Reduced Follow-Up May Be Reasonable for HPV+ Oropharyngeal SCC

Human papillomavirus-positive oropharyngeal squamous cell carcinoma (HPV+ OPSCC) has a low risk of disease recurrence.
Human papillomavirus-positive oropharyngeal squamous cell carcinoma (HPV+ OPSCC) has a low risk of disease recurrence.

Human papillomavirus-positive oropharyngeal squamous cell carcinoma (HPV+ OPSCC) has a low risk of disease recurrence and late toxicity after treatment with approximately two-thirds of events occurring within the first 6 months of follow-up, according to a new study published online ahead of print in the journal Cancer.

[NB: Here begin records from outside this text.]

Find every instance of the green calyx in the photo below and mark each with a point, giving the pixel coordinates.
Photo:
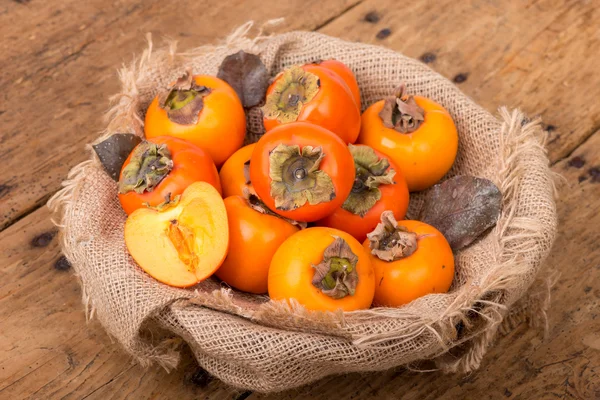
(149, 164)
(336, 274)
(184, 101)
(371, 172)
(296, 178)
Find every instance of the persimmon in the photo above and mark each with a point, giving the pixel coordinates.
(301, 171)
(316, 94)
(184, 241)
(378, 186)
(416, 133)
(157, 170)
(235, 173)
(255, 233)
(201, 109)
(410, 259)
(322, 269)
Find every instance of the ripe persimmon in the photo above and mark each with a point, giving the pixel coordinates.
(158, 170)
(316, 94)
(322, 269)
(301, 171)
(255, 233)
(410, 259)
(416, 133)
(378, 186)
(235, 173)
(201, 109)
(183, 242)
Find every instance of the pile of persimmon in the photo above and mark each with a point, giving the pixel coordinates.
(313, 211)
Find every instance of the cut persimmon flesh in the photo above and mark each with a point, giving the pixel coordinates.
(182, 242)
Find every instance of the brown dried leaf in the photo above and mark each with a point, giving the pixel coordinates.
(247, 75)
(462, 208)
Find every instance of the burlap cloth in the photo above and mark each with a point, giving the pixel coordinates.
(253, 343)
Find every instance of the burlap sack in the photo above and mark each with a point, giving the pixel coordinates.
(250, 342)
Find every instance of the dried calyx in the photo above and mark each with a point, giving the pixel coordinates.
(401, 112)
(294, 88)
(371, 171)
(184, 100)
(149, 164)
(336, 274)
(296, 178)
(391, 242)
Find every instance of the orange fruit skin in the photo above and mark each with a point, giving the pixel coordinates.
(430, 269)
(190, 164)
(221, 125)
(425, 155)
(337, 163)
(253, 239)
(291, 271)
(333, 107)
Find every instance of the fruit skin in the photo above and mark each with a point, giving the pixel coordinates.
(393, 197)
(333, 107)
(233, 180)
(221, 125)
(425, 155)
(430, 269)
(200, 211)
(190, 164)
(253, 239)
(337, 163)
(291, 271)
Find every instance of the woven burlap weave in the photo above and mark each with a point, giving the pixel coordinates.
(250, 342)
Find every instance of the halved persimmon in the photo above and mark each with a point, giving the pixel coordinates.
(182, 242)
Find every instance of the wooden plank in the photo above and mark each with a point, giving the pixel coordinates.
(522, 365)
(534, 54)
(57, 70)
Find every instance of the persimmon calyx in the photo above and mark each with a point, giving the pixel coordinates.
(371, 172)
(336, 274)
(148, 166)
(401, 112)
(296, 178)
(391, 242)
(294, 88)
(184, 100)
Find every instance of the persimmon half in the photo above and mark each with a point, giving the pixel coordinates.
(157, 170)
(313, 93)
(235, 173)
(255, 233)
(379, 185)
(201, 109)
(410, 259)
(322, 269)
(301, 171)
(416, 133)
(185, 241)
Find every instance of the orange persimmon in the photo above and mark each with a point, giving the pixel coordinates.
(410, 259)
(416, 133)
(322, 269)
(160, 169)
(301, 171)
(316, 94)
(379, 185)
(255, 233)
(201, 109)
(183, 242)
(235, 173)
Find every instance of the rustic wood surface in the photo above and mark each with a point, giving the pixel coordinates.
(57, 70)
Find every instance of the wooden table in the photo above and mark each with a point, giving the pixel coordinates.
(58, 61)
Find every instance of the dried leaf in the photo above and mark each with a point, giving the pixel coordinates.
(462, 208)
(247, 75)
(113, 152)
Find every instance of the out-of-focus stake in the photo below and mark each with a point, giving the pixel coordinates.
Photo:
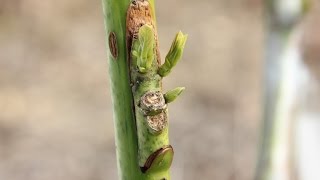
(284, 71)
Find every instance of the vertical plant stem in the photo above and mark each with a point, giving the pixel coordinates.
(283, 59)
(139, 106)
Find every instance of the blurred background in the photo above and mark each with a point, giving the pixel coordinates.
(55, 102)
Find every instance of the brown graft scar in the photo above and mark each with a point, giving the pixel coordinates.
(113, 45)
(153, 156)
(139, 13)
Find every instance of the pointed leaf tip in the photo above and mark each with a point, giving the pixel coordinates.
(174, 54)
(172, 95)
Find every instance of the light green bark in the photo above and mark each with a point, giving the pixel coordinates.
(139, 106)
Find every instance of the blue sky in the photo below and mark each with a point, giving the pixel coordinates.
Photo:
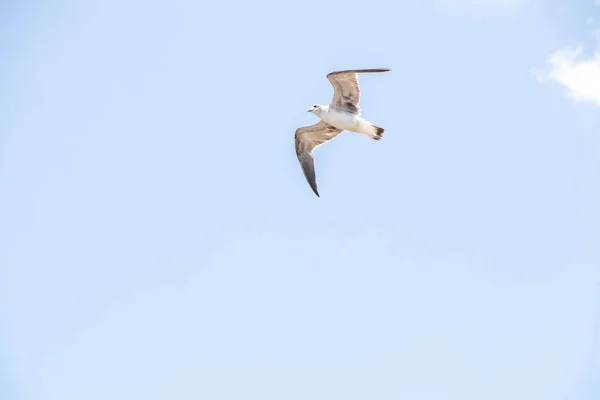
(158, 239)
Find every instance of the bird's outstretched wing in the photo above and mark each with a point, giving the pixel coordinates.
(346, 92)
(309, 138)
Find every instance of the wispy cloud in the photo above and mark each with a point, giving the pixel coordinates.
(477, 5)
(578, 73)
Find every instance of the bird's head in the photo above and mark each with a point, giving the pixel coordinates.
(315, 109)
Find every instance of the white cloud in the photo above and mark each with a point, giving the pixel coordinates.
(578, 73)
(477, 5)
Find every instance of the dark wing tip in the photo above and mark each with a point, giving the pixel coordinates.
(359, 71)
(307, 162)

Because optimal follow-up can help maximize utilization of health care resources, particularly for the growing number of patients with HPV+ OPSCC, researchers sought to evaluate time to disease recurrence of late toxicity in patients with this disease to optimize patient management.

For the study, researchers analyzed data from 232 patients with biopsy-proven, nonmetastatic HPV+ OPSCC who received radiotherapy. Patients were followed every 3 months for the first year, every 4 months for the second year, and every 6 months for the third through fifth year.

Results showed that the 3-year locoregional control, distant control, and overall survival rates were 94%, 91%, and 91%, respectively.

In regard to safety, late toxicity occurred in 9% of patients. Researchers found that 64% of toxicity and failure events occurred within the first 6 months of follow-up, with a less than 2% event incidence occurring at each subsequent follow-up. Only 4 patients experienced their first adverse events after 2 years of follow-up.

“These data suggest that it may be reasonable to reduce follow-up in patients with HPV+ OPSCC to every 3 months for the first 6 months, every 6 months for the first 2 years, and annually thereafter,” the authors conclude.

REFERENCE

1. Frakes JM, Naghavi AO, Demetriou SK, et al. Determining optimal follow-up in the management of human papillomavirus-positive oropharyngeal cancer [published online ahead of print November 13, 2015]. Cancer. doi:10.1002/cncr.29782.